You know that moment. You’re talking enthusiastically about a topic that you’re passionate about. The words are coming fast and without effort, and every point you make seems to fill you with more energy and confidence.
And then, just as you’re at the apex of momentum, you pause to catch your breath and… you see the other person. They’re staring at you like a deer caught in the headlights. Maybe they’re fidgeting nervously and trying to find a way to change to subject.
And immediately the wind goes out of your sails and the embarrassment and self-doubt set in, and you start wonder what you did wrong. You start to wonder if it’s childish to be so passionate about something so trivial or obscure. You think maybe it’s abnormal to be so excited about the topic since nobody else seems to be.
Here’s something important you should know: Your passion wasn’t the problem.
In general, people enjoy witnessing passion and excitement. Most of us would much rather be part of an enthusiastic conversation than an ambivalent one. In fact, the more energy a discussion has, the more we want to join in!
…and that brings us back to the “deer in the headlights” stare.

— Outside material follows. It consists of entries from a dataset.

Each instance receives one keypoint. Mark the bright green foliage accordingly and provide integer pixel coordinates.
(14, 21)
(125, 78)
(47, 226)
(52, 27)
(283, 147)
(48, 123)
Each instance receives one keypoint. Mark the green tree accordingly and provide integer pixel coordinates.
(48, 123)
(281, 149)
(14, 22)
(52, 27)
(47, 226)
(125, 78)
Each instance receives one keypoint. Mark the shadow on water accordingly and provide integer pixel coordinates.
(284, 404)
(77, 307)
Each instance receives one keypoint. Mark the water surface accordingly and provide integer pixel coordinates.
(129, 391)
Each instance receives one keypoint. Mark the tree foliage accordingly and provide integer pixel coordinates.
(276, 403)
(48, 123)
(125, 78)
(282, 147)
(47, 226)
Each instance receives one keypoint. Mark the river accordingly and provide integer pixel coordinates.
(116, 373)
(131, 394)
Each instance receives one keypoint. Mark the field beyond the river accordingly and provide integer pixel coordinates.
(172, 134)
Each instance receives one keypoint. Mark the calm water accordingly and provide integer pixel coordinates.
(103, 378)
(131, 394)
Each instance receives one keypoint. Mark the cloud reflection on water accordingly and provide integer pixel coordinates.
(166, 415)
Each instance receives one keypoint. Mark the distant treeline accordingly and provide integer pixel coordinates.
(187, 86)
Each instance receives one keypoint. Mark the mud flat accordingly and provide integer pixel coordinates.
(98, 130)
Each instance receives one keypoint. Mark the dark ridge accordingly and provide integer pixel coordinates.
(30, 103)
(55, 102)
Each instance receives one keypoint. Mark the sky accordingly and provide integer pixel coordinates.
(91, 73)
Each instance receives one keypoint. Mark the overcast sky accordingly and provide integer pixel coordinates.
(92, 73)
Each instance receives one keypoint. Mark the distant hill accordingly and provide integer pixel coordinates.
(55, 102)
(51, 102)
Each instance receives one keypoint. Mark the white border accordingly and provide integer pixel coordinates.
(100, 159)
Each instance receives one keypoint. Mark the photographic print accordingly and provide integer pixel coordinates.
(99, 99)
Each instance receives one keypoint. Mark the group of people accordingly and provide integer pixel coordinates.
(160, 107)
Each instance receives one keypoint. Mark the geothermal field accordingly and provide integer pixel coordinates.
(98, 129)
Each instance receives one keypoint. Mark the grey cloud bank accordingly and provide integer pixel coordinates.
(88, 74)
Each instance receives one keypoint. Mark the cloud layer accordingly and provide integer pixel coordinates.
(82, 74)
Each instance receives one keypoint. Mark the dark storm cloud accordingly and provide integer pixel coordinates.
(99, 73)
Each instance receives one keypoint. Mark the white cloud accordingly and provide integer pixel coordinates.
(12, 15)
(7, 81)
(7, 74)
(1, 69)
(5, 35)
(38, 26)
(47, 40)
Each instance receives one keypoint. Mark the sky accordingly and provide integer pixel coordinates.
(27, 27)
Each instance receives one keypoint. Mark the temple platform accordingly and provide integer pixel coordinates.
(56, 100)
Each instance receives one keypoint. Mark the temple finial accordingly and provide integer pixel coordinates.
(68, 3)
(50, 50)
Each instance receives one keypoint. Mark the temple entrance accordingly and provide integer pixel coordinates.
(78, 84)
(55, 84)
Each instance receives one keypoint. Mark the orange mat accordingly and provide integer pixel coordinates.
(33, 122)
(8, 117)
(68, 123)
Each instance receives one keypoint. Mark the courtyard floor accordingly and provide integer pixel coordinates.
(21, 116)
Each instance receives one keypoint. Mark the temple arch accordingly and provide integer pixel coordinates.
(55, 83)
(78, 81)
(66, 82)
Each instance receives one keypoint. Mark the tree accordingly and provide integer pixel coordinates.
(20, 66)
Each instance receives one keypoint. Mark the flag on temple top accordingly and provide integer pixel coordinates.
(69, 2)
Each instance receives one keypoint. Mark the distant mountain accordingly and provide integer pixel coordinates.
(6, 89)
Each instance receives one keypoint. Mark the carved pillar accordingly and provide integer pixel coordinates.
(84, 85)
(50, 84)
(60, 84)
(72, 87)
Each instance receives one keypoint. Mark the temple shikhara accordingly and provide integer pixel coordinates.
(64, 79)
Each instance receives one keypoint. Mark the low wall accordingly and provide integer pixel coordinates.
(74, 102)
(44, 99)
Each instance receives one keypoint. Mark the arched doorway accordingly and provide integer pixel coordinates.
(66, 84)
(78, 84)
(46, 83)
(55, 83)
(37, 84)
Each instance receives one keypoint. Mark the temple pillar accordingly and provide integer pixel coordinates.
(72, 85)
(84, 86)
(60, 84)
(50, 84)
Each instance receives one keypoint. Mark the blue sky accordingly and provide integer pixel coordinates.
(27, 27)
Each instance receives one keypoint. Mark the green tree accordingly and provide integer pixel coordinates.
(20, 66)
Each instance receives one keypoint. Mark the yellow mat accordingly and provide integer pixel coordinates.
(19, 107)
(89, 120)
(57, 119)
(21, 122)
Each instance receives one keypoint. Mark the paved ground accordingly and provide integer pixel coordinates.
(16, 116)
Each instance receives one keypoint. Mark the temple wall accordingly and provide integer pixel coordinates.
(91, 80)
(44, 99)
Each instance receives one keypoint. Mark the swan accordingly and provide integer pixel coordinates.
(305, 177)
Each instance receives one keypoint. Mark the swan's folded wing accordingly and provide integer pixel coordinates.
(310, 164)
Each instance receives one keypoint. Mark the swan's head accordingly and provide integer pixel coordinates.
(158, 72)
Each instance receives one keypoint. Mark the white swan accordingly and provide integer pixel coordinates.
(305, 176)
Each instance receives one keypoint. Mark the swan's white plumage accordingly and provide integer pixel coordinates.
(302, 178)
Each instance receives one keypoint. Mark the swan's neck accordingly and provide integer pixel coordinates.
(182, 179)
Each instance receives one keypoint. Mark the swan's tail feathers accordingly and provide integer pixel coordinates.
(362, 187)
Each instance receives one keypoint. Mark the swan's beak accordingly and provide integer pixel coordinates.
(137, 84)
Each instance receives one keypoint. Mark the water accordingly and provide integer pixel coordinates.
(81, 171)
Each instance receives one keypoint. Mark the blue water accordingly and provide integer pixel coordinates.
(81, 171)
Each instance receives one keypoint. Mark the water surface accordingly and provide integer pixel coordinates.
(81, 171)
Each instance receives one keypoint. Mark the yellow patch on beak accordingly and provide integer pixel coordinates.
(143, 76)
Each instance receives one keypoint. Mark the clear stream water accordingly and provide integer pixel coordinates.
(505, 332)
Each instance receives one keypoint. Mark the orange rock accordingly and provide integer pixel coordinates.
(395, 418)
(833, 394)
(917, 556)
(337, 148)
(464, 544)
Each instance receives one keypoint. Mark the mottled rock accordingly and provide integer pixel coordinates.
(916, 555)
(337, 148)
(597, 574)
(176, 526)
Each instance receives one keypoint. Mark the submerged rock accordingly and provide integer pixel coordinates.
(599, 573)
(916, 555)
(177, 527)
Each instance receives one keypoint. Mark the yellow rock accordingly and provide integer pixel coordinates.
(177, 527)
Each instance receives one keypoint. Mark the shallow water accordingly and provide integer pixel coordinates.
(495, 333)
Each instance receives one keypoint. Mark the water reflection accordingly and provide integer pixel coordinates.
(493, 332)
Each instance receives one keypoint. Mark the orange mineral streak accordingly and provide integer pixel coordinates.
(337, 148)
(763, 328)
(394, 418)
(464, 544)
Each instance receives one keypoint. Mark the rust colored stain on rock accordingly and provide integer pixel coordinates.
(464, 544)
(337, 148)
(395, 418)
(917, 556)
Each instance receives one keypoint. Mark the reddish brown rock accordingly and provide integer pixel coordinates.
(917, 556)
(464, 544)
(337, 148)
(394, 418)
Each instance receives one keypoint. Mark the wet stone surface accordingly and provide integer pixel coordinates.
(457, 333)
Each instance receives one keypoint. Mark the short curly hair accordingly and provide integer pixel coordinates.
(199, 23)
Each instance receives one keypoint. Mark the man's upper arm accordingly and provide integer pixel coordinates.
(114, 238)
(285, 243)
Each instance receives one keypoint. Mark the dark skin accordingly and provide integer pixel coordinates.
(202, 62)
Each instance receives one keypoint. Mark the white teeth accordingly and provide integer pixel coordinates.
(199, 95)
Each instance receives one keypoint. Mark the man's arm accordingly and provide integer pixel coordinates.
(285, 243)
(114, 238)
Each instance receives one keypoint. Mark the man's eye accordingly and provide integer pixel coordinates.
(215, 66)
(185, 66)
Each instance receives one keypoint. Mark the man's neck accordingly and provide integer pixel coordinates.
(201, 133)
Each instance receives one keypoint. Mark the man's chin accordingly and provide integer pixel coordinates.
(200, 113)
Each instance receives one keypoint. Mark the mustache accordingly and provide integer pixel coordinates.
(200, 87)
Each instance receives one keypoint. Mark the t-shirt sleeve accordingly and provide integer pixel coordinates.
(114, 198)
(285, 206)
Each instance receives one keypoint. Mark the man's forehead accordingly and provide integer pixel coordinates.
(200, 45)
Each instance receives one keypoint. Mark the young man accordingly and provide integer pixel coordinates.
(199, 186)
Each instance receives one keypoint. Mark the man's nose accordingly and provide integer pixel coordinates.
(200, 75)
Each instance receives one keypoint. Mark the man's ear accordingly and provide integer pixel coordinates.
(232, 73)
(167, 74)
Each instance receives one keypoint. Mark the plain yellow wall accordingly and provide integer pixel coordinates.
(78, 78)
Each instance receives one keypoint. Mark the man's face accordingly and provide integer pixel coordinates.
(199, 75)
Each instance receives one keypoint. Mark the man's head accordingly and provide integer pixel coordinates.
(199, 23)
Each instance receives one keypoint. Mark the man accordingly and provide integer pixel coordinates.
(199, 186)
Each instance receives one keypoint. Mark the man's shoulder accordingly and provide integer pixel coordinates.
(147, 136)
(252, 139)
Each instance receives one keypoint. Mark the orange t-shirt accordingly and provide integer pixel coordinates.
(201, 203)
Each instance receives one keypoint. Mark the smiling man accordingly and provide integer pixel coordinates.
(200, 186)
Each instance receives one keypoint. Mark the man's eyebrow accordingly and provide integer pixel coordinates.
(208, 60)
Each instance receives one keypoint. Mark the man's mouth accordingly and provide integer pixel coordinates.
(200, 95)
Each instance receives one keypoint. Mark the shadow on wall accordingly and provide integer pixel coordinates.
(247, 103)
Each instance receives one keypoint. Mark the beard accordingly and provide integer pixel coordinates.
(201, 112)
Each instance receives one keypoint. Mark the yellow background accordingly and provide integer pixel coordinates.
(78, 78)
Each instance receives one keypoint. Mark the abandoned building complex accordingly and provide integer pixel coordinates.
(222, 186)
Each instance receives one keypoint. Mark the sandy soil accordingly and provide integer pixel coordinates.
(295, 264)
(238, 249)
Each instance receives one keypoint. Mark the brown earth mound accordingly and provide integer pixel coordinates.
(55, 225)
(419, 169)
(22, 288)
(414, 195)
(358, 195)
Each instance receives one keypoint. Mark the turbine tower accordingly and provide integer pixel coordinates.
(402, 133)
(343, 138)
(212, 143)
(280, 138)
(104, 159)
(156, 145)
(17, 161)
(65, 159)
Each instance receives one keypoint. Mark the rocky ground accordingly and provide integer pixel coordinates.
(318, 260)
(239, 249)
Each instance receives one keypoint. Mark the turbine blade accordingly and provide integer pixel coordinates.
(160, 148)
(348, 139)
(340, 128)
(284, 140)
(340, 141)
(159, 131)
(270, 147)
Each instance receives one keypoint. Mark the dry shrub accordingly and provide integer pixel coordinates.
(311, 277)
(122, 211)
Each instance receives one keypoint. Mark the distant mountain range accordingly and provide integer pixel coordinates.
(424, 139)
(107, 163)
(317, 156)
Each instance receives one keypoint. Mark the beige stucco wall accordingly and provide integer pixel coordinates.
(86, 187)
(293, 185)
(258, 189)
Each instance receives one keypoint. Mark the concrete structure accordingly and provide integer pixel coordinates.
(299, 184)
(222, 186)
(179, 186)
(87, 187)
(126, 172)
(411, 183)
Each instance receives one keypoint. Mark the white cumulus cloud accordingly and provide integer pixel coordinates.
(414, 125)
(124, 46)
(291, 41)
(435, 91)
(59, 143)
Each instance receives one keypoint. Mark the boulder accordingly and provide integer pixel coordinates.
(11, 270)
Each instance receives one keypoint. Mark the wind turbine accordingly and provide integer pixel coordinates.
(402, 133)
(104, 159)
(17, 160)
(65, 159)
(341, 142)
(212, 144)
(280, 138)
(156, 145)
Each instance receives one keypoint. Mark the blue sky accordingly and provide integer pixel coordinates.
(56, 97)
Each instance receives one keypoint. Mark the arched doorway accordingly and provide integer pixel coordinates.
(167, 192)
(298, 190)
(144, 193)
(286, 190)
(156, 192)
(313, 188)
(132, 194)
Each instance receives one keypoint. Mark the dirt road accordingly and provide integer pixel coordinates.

What most often makes the other person uncomfortable in this type of situation is that they want to participate in the discussion, but don’t know how to contribute.
Maybe they feel like they don’t know enough about the topic. Maybe they don’t understand it at all. Maybe their opinion is the opposite of yours, and don’t know how to disagree. Or maybe they completely agree and can’t think of anything to add.
Now having said that, does that make this kind of moment any less uncomfortable? Probably not. It can still be a challenge to steer the conversation in a way that helps others feel like they can contribute. It takes effort. But knowing what’s really going on can help.
Bottom line, when this kind of situation comes up, don’t spend your mental and emotional energy apologizing for your passion. Doing that just makes both of you more uncomfortable, and it associates negativity with something you love. Instead, focus your energy where it will do the most good: Encouraging and enabling the other person to engage.